Can't justify 'correct' answer

#1
I thought I understood sampling without replacement fairly well, but this problem has me stumped as the answer that I calculate doesn't appear to be one of the available choices. The information I have that indicates the 'correct' answer seems wholly inaccurate (ie, I think the correct answer is wrong.).

A carton holds 18 eggs. If only 3 eggs are fertile, what is the probability of randomly selecting 2 eggs that are fertile if the selected eggs are not replaced?

A) 3/28
B) 9/64
C) 1/4
D) 3/4

I was under the impression that the correct answer would be (3/18)*(2/17) = 1/51, but I have reason to believe the 'correct' answer is 1/4.

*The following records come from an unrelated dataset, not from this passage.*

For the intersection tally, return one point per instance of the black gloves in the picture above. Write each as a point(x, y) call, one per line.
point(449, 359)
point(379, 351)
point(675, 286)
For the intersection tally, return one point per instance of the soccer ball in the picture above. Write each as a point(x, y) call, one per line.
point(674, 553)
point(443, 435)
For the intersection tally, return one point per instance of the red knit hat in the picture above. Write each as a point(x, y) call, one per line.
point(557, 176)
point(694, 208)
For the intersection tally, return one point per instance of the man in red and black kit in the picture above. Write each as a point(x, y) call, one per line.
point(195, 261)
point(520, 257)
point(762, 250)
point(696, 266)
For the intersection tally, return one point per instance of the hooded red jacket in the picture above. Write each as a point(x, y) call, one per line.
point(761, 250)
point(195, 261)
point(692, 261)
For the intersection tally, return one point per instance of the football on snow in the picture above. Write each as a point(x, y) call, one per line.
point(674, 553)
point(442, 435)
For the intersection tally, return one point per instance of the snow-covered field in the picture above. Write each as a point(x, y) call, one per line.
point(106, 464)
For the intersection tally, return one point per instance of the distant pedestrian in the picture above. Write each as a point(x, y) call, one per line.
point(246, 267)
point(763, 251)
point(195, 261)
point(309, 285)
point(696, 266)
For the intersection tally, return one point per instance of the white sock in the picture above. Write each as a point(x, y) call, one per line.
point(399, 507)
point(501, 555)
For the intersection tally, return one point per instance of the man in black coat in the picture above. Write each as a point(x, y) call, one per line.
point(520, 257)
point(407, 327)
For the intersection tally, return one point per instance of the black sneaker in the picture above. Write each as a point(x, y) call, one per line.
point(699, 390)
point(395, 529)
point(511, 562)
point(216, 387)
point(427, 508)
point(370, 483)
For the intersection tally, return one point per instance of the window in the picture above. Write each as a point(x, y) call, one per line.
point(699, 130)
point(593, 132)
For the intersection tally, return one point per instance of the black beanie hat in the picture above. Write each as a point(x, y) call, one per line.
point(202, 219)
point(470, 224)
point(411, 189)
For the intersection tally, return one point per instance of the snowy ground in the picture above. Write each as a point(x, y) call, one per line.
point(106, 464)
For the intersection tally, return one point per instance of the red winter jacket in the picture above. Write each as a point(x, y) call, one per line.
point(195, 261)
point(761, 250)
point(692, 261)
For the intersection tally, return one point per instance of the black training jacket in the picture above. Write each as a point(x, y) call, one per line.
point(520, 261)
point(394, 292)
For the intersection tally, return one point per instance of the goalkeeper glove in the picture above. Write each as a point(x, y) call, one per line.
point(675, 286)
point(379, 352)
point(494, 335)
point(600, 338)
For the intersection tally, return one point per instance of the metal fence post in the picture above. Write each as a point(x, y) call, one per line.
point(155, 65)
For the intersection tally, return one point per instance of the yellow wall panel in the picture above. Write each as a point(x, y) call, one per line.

Either I'm missing something (Probability > 0.5) or the 'correct' answer is wrong. Is there a justification/formula that indicates the answer is 1/4?

Thanks for any help anyone can provide.

Regards,

John M.
 

rogojel

TS Contributor
#2
A carton holds 18 eggs. If only 3 eggs are fertile, what is the probability of randomly selecting 2 eggs that are fertile if the selected eggs are not replaced?

A) 3/28
B) 9/64
C) 1/4
D) 3/4

I was under the impression that the correct answer would be (3/18)*(2/17) = 1/51, but I have reason to believe the 'correct' answer is 1/4.

Either I'm missing something (Probability > 0.5) or the 'correct' answer is wrong. Is there a justification/formula that indicates the answer is 1/4?

Thanks for any help anyone can provide.

Regards,

John M.
Hi,
this is a straightforward application of the hypergeometric distribution :
http://en.wikipedia.org/wiki/Hypergeometric_distribution
with N=18, K=3, n=2 and k=2 and it will give the same result you got, so I would say the 1/4 is way off the mark (by a factor of 10).